Yargıtay Kararı 19. Hukuk Dairesi 2009/7417 E. 2010/4786 K. 20.04.2010 T.

YARGITAY KARARI
DAİRE : 19. Hukuk Dairesi
ESAS NO : 2009/7417
KARAR NO : 2010/4786
KARAR TARİHİ : 20.04.2010

Mahkemesi :Asliye Hukuk Mahkemesi

Taraflar arasındaki itirazın iptali davasının yapılan yargılaması sonunda ilamda yazılı nedenlerden dolayı davanın kısmen kabulüne, kısmen reddine yönelik olarak verilen hükmün süresi içinde taraf vekillerince temyiz edilmesi üzerine dosya incelendi, gereği konuşulup düşünüldü.
– K A R A R –
Dava; ticari satıştan kaynaklanan bakiye alacağın tahsili için girişilen icra takibine yönelik itirazın 40.145.89.-YTL asıl alacağa yönelik kısmının iptali ile icra inkar tazminatı istemine ilişkindir.

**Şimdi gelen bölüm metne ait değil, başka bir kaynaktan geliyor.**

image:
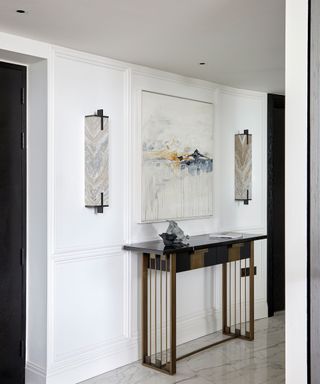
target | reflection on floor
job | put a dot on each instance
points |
(235, 362)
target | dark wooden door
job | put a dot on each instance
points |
(276, 203)
(12, 223)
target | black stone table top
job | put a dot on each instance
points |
(195, 242)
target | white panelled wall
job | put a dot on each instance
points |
(92, 311)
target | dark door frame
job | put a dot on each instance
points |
(274, 101)
(23, 70)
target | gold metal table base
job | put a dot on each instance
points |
(159, 302)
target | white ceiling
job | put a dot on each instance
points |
(242, 41)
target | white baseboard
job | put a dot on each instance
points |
(187, 329)
(35, 374)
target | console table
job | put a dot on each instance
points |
(159, 268)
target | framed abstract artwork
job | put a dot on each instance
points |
(97, 161)
(243, 167)
(177, 158)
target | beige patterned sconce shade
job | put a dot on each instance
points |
(97, 161)
(243, 167)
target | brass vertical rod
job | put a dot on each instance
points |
(173, 319)
(240, 280)
(155, 308)
(145, 261)
(161, 308)
(235, 296)
(229, 266)
(166, 309)
(245, 296)
(150, 306)
(224, 297)
(251, 290)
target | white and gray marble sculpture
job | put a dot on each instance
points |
(174, 236)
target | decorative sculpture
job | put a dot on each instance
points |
(174, 236)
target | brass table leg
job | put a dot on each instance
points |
(159, 312)
(233, 299)
(251, 332)
(145, 264)
(173, 320)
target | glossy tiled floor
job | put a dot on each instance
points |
(235, 362)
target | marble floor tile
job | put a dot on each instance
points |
(261, 361)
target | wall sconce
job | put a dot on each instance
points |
(243, 167)
(96, 161)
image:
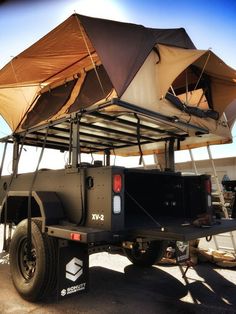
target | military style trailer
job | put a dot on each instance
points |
(94, 86)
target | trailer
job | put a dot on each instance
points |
(94, 86)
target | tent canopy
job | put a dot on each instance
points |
(87, 61)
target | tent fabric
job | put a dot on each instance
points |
(69, 49)
(85, 61)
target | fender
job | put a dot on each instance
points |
(45, 204)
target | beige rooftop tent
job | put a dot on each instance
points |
(126, 73)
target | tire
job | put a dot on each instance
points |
(34, 278)
(153, 253)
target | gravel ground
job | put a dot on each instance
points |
(116, 286)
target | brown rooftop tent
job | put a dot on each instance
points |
(85, 62)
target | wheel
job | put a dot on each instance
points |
(154, 252)
(34, 277)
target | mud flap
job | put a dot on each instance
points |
(182, 251)
(73, 269)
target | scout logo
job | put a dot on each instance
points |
(74, 269)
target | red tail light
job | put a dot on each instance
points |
(117, 183)
(208, 186)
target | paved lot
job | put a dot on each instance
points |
(124, 288)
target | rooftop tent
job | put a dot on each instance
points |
(87, 61)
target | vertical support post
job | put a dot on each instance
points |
(170, 164)
(3, 158)
(76, 158)
(193, 161)
(15, 157)
(221, 196)
(107, 157)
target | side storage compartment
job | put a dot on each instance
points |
(153, 197)
(197, 195)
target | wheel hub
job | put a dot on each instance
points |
(27, 263)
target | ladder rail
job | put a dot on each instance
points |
(222, 200)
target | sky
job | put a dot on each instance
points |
(210, 24)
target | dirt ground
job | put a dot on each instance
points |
(116, 286)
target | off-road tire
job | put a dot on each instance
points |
(153, 254)
(34, 280)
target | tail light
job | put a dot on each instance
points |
(208, 191)
(117, 183)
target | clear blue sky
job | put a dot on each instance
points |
(210, 23)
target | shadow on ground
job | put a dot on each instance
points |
(137, 290)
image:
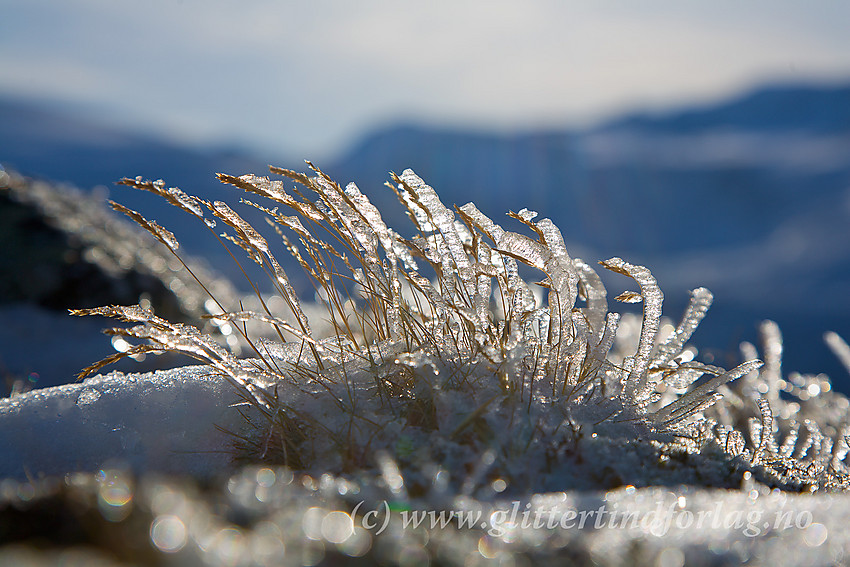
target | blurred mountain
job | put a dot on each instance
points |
(749, 197)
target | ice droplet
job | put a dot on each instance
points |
(87, 396)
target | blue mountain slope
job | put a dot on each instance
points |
(750, 197)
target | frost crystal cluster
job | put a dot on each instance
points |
(442, 357)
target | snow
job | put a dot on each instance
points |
(164, 421)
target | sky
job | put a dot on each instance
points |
(307, 79)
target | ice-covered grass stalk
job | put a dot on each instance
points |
(441, 352)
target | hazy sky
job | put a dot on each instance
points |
(304, 79)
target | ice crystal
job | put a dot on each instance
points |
(442, 352)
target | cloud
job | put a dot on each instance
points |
(306, 77)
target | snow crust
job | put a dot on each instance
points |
(164, 421)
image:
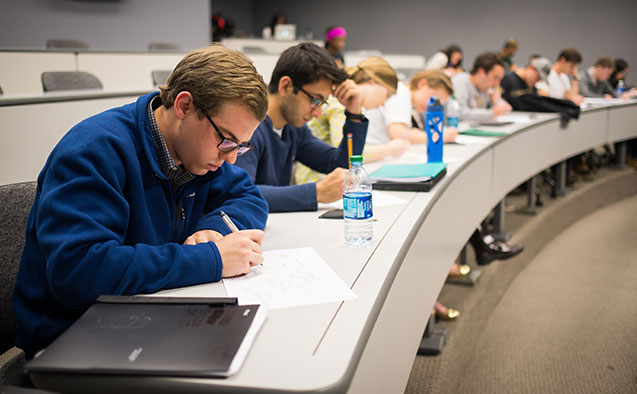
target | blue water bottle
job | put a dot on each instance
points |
(434, 127)
(621, 87)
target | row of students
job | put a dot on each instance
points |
(129, 200)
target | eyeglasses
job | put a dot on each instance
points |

Davalı vekili, davacı tarafın işbu takibi cari hesabı yüksek göstererek açtığını, müvekkili temerrüde düşürülmediği için işlemiş faiz istenemeyeceğini, alacağın likit olmadığını belirterek davanın reddi ile %40 tazminatın davacıdan tahsilini istemiştir.

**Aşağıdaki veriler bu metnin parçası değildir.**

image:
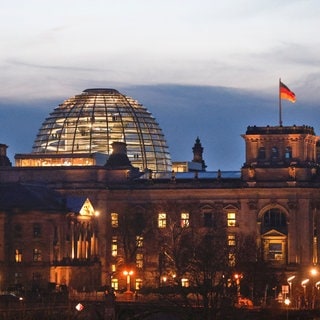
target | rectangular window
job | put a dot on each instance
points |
(207, 219)
(138, 285)
(231, 240)
(115, 284)
(114, 220)
(162, 220)
(139, 241)
(184, 282)
(36, 230)
(18, 255)
(37, 255)
(17, 277)
(114, 246)
(232, 260)
(139, 260)
(275, 251)
(231, 217)
(18, 230)
(184, 220)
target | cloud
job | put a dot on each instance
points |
(217, 115)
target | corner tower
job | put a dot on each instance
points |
(280, 153)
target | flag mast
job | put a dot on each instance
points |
(280, 107)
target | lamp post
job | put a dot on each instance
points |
(289, 280)
(304, 284)
(238, 277)
(287, 303)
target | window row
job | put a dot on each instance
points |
(274, 153)
(208, 219)
(18, 231)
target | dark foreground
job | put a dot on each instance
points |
(147, 311)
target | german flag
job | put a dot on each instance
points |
(286, 93)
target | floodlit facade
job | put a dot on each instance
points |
(52, 232)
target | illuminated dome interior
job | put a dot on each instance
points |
(90, 122)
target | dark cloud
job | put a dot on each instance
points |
(217, 115)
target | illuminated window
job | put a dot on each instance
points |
(37, 255)
(231, 240)
(17, 277)
(231, 217)
(18, 255)
(185, 220)
(36, 230)
(139, 241)
(274, 153)
(208, 219)
(115, 284)
(114, 220)
(262, 153)
(138, 285)
(232, 259)
(184, 282)
(114, 246)
(162, 220)
(288, 153)
(139, 260)
(18, 230)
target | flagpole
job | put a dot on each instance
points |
(280, 107)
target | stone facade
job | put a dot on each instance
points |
(273, 200)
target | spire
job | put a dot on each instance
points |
(197, 154)
(4, 160)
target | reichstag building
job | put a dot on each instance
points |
(99, 198)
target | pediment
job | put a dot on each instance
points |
(274, 234)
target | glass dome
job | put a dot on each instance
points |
(90, 122)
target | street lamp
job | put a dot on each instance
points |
(128, 274)
(289, 280)
(287, 303)
(313, 273)
(304, 284)
(238, 277)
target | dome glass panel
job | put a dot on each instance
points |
(90, 122)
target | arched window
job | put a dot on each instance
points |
(274, 235)
(262, 153)
(274, 219)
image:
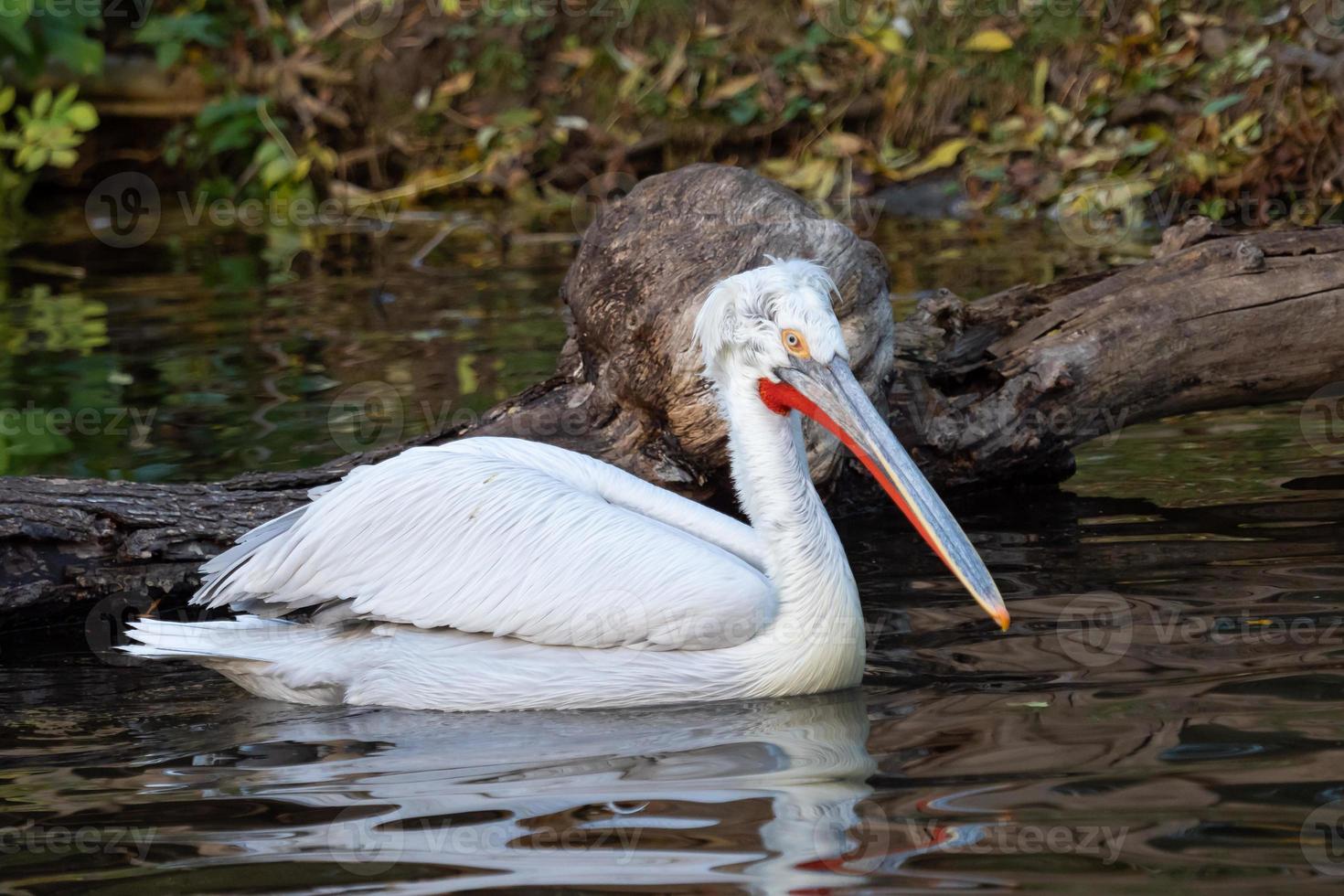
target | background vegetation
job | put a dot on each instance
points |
(1221, 108)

Mahkemece yapılan yargılama, toplanan deliller, davalı defterleri üzerinde yaptırılan bilirkişi incelemesi neticesinde davalının davacıya 36.345.89.-TL asıl alacak borcunun bulunduğu, davacı her ne kadar davalının 22.01.2007 tarihinde yaptığı 3.800.00.-TL ödemenin başka hukuki ilişkiden kaynaklandığını bildirmiş ise de, bu hususu ispat edemediği, alacağın likit olduğu gerekçeleri ile davanın kısmen kabulüne Söke İcra Müdürlüğünün 2008/395 sayılı dosyasında davalı borçlunun 36.345.89.-YTL asıl alacak yönünden itirazın iptaline, takibin devamına, fazlaya dair istemin reddine, kabul edilen miktarın %40’ı oranındaki (14.538.35.-YTL) icra inkar tazminatının davalıdan alınarak davacıya verilmesine, reddedilen miktarın %40’ı oranında (1.520.00.-YTL) kötüniyet tazminatının davacıdan alınarak davalıya verilmesine karar verilmiş, hüküm taraf vekillerince temyiz edilmiştir.

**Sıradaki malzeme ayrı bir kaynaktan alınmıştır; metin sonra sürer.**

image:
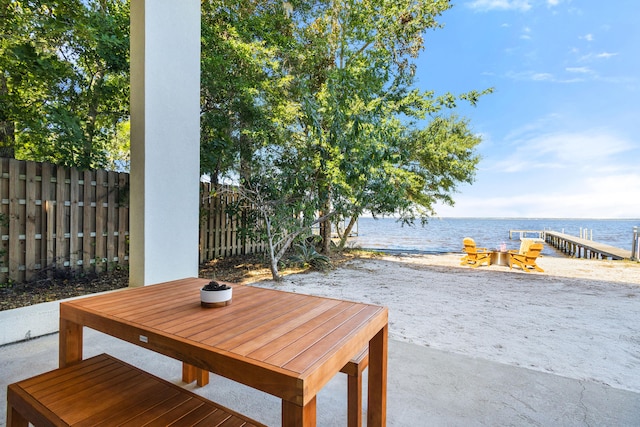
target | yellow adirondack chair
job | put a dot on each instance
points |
(527, 261)
(475, 256)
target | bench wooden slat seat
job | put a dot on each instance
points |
(105, 391)
(353, 369)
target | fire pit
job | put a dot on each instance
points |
(500, 258)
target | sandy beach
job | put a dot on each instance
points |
(579, 319)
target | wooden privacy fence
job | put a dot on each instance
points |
(54, 218)
(220, 226)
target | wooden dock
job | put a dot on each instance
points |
(583, 248)
(575, 246)
(522, 234)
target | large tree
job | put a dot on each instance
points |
(320, 98)
(362, 118)
(64, 82)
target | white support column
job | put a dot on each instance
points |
(165, 140)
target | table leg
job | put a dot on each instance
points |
(377, 396)
(70, 343)
(295, 415)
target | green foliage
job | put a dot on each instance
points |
(64, 86)
(307, 256)
(315, 104)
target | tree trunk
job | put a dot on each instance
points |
(7, 127)
(347, 231)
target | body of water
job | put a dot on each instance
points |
(444, 235)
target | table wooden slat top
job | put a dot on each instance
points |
(283, 343)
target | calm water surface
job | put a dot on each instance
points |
(443, 235)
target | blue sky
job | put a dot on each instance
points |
(561, 132)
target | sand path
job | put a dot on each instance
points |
(579, 319)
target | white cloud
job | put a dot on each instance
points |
(594, 56)
(579, 70)
(486, 5)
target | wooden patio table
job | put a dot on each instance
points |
(285, 344)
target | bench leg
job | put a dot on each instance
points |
(15, 419)
(354, 401)
(191, 373)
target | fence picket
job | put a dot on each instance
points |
(32, 243)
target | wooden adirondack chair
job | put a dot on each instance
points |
(527, 261)
(475, 256)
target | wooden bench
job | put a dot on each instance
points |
(353, 369)
(103, 390)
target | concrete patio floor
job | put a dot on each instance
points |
(426, 387)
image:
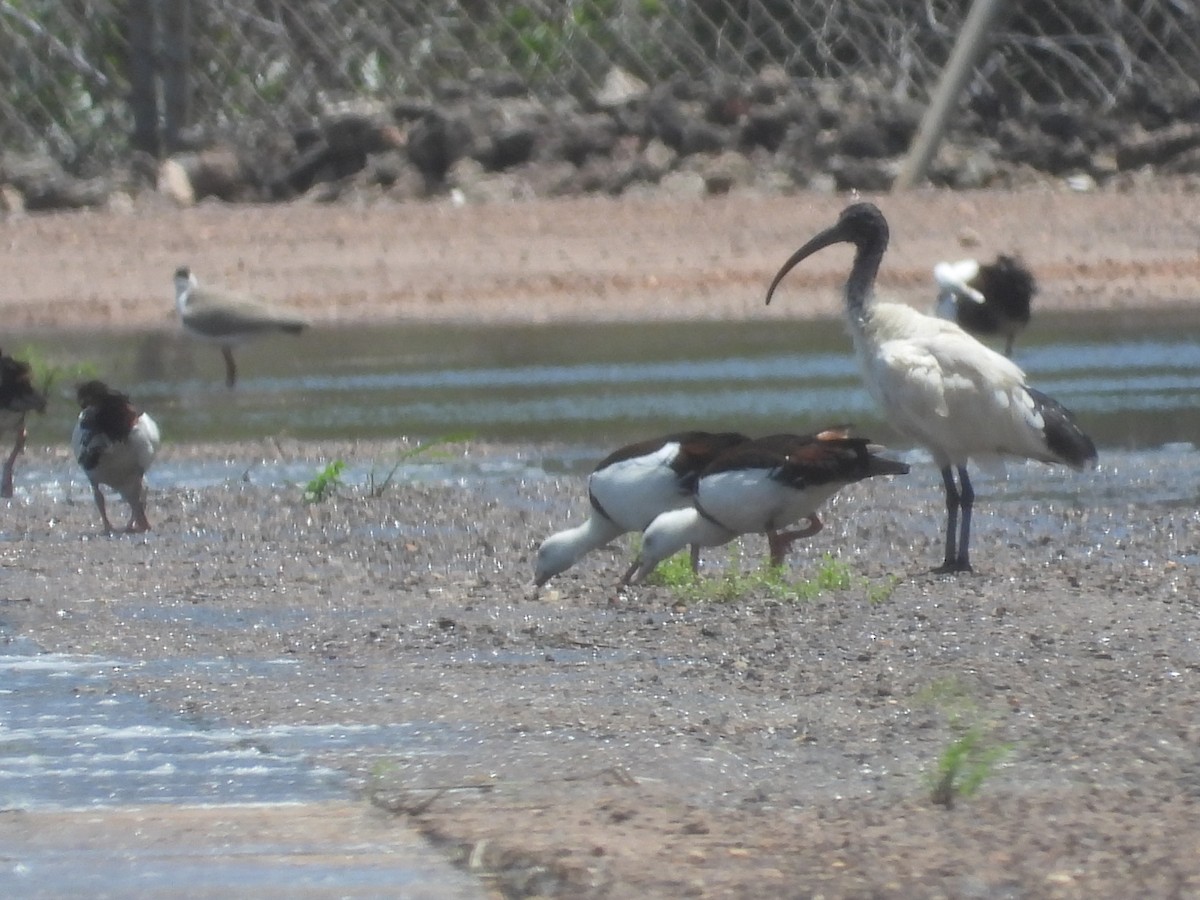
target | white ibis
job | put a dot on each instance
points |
(939, 385)
(987, 299)
(115, 444)
(763, 485)
(628, 489)
(17, 397)
(228, 319)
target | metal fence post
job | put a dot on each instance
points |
(967, 51)
(139, 23)
(177, 64)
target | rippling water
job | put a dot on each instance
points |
(1132, 379)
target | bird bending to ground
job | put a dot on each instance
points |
(987, 299)
(115, 444)
(763, 485)
(939, 385)
(228, 319)
(17, 397)
(628, 489)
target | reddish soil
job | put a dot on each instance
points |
(633, 745)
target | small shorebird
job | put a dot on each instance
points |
(115, 444)
(628, 489)
(17, 397)
(763, 485)
(939, 385)
(987, 299)
(228, 319)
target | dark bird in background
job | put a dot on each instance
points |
(763, 485)
(987, 299)
(115, 444)
(628, 489)
(939, 385)
(17, 397)
(228, 319)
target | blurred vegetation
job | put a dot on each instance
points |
(65, 63)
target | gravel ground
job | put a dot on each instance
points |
(655, 743)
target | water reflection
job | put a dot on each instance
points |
(1133, 382)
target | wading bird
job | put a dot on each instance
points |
(115, 444)
(628, 489)
(763, 485)
(939, 385)
(228, 319)
(987, 299)
(17, 397)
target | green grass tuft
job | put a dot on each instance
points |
(431, 449)
(324, 483)
(733, 583)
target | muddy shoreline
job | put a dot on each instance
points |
(585, 742)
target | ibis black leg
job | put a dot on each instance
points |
(966, 501)
(959, 499)
(231, 367)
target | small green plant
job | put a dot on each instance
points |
(324, 483)
(46, 373)
(430, 449)
(972, 755)
(733, 583)
(965, 765)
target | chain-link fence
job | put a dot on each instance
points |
(78, 72)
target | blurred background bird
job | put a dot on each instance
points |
(114, 443)
(228, 319)
(991, 299)
(17, 397)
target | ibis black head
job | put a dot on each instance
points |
(861, 223)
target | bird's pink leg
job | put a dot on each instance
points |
(780, 543)
(17, 449)
(99, 496)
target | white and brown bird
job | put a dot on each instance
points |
(987, 298)
(17, 397)
(115, 444)
(763, 485)
(228, 319)
(628, 489)
(939, 385)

1-Dosyadaki yazılara kararın dayandığı delillerle gerektirici sebeplere, delillerin takdirinde bir isabetsizlik bulunmamasına göre, davalı vekilinin temyiz itirazlarının reddi gerekmiştir.
2-Davacı vekilinin temyizine gelince; davalı tarafça dava dışı … hesabına yatırılmak suretiyle yapılan 3.800.-TL miktarındaki ödemenin davacı şirkete olan borca mahsuben yapılan bir ödeme olduğu kanıtlanamadığı halde, bu miktarın davalı alacağından düşülmesi suretiyle yazılı şekilde hüküm kurulması doğru görülmemiştir.
SONUÇ:Yukarıda (1) nolu bentte açıklanan nedenlerle davalı vekilinin temyiz itirazlarının reddine, (2) nolu bentte belirtilen nedenlerle hükmün davacı yararına BOZULMASINA, bozma nedenine göre davacının öteki temyiz itirazlarının şimdilik incelenmesine yer olmadığına, peşin harcın istek halinde iadesine, 20.04.2010 gününde oybirliğiyle karar verildi.